Groups like “Friendbnb” and “Gypsy Housing NYC” have sprung up across social media platforms such as Facebook, Instagram, WhatsApp, and Craigslist. These groups operate as invite-only networks where renters and hosts can connect directly, often bypassing the city’s stringent rules. According to the NY Post, these groups charge fees through payment apps like Venmo or PayPal, keeping the market alive outside traditional platforms.

One of these groups, “NYC Short Term Sublets,” markets itself as a middle ground for those seeking stays of a few weeks or months, appealing to professionals and artists coming to New York for work or cultural events. The group has grown rapidly, boasting 17,300 Facebook members since April 2023, with 630 listings added in the past month alone.

New York-based startup Ohana is also capitalizing on the fallout from the Airbnb ban. In June, Ohana set up shop in a renovated loft at the Domino Sugar Factory in Brooklyn. A small team of 20-somethings spends their days combing through roughly 40 different social media groups, which they estimate have about 60,000 rental listings in total. Ohana, focusing on rentals longer than 30 days, has been actively recruiting hosts, even drawing criticism for its aggressive tactics.

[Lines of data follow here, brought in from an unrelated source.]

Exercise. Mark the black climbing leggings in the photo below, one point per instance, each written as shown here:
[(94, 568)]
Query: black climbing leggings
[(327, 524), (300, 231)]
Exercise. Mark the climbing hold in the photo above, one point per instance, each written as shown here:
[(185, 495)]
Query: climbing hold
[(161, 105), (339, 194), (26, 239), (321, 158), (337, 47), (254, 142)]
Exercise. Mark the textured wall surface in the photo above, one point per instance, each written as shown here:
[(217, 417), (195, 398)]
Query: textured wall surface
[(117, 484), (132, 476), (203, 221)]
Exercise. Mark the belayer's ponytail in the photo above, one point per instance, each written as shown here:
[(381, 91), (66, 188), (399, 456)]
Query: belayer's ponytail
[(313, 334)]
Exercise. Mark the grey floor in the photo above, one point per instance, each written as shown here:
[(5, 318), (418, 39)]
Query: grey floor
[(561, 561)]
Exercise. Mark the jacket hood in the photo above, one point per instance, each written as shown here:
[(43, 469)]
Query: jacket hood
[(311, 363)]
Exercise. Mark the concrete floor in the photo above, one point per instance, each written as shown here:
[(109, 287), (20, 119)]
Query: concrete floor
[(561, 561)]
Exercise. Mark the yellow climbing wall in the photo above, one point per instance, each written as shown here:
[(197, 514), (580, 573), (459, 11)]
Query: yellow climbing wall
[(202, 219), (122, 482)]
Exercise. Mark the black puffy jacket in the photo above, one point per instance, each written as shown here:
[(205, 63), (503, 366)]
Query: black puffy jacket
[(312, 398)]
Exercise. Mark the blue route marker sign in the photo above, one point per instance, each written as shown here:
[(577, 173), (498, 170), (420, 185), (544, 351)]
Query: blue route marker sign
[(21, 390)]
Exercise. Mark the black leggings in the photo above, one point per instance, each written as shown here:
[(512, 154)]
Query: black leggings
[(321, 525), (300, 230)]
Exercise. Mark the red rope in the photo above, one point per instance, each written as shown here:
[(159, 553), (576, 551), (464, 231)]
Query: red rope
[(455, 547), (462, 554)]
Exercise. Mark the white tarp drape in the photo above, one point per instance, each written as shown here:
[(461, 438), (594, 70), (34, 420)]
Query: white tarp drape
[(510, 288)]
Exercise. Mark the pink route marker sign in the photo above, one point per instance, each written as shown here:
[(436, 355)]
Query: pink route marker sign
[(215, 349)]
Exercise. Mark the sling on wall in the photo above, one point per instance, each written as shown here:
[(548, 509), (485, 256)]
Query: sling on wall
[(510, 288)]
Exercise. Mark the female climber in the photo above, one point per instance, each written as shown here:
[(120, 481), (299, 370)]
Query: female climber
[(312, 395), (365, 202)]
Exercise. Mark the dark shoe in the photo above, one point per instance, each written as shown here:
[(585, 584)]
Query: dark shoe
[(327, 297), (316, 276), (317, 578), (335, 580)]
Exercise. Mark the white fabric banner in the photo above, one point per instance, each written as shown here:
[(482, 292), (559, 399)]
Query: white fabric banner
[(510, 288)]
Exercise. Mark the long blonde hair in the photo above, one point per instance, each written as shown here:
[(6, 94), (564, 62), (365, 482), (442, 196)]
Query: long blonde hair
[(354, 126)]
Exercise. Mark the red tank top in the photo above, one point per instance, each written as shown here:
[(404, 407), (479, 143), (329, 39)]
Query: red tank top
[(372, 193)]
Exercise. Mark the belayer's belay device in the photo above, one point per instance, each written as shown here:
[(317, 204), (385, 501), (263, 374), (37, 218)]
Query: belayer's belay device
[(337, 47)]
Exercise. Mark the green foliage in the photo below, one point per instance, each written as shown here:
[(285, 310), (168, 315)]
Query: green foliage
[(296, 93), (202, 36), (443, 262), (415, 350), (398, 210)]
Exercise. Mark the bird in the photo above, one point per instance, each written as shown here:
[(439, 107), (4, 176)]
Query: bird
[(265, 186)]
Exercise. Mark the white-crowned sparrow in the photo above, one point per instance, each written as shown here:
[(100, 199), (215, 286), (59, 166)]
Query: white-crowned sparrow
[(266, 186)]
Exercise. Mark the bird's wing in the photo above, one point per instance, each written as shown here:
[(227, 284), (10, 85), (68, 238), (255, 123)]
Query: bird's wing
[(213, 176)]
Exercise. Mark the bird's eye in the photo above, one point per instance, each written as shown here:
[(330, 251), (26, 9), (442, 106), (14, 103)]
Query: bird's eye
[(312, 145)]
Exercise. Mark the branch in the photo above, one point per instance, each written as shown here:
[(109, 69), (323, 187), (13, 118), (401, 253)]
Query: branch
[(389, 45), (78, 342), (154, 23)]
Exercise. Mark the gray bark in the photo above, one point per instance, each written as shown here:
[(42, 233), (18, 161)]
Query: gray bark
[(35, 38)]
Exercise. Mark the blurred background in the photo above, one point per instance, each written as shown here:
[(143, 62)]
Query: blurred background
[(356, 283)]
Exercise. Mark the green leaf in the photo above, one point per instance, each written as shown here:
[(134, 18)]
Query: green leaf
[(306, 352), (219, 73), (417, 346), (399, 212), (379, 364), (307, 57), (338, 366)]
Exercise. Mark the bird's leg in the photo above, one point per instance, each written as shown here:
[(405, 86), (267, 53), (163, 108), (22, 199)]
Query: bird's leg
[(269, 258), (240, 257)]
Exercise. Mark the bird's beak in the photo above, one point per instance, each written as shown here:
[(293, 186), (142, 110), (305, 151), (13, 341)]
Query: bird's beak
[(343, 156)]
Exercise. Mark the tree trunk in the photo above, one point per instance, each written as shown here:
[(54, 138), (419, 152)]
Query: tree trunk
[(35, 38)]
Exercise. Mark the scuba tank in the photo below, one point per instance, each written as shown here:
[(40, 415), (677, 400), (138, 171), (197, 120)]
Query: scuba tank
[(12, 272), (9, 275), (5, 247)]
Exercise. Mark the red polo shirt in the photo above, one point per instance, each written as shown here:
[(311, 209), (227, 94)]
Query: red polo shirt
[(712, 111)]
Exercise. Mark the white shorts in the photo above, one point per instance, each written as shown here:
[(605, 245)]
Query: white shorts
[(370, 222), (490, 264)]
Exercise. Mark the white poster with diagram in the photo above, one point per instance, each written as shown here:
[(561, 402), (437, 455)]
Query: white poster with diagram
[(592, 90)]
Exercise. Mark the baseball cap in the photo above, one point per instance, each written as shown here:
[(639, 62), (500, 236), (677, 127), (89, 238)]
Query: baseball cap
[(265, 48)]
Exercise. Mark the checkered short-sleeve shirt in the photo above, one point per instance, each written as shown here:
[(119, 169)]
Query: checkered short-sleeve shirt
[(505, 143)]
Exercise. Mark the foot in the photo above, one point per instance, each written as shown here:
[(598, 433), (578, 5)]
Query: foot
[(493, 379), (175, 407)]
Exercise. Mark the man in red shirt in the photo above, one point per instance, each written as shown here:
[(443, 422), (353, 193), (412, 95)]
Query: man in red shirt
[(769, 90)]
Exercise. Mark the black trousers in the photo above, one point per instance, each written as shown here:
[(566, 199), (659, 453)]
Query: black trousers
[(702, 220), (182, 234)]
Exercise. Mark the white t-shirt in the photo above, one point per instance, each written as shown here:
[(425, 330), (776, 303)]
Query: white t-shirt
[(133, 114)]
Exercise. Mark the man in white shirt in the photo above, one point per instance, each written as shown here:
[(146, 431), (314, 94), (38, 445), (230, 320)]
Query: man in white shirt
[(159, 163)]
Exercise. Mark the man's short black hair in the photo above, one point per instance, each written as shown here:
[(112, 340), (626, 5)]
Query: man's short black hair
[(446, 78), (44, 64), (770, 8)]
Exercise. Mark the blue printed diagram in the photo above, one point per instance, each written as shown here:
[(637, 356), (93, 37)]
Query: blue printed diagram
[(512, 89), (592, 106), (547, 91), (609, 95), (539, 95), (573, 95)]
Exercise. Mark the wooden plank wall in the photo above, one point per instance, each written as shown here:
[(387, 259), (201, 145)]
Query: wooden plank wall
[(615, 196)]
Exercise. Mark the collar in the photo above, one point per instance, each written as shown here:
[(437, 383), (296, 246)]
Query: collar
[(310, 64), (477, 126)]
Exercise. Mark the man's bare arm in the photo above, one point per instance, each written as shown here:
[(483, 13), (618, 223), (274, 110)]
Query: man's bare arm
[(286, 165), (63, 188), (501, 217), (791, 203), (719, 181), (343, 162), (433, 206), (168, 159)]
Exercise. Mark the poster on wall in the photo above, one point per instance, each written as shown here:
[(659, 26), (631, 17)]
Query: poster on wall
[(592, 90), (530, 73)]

One critic, Ricky Berrin, founder of a WhatsApp group called “NYC Home Sharing,” accused Ohana of infiltrating his group to poach listings. “This group has been infiltrated by some lame startup,” Berrin wrote in a post, urging members to report any activity related to Ohana. Craigslist also sent a cease-and-desist letter to Ohana for attempting to lure hosts away from its platform. Yet, Ohana’s investors, including several former Airbnb executives, see this as a sign of the company’s potential. “It’s common for companies like mine to poach leads in this way,” Ohana CEO Ezra Gershanok told the NY Post. “Investors love to see that because it’s a proven strategy.”

Ohana has already raised $3 million from high-profile backers, including Spencer Rascoff, co-founder of Zillow. The startup has recruited over 1,200 former Airbnb hosts and is adding around 500 more each month from social media and online forums. Since its launch 18 months ago, Ohana has processed over $2 million in rental payments, a clear indicator of demand despite the new regulations.

The Airbnb ban has also provided opportunities for other startups. HostU, founded by Northwestern University student Bella Le Sage, aims to connect students with short-term housing in New York. With backing from Edwin Marcial, former CTO of Intercontinental Exchange (ICE), HostU is expanding into New York’s market. “We view Local Law 18 and other regulations as positives for our business,” Le Sage told the NY Post.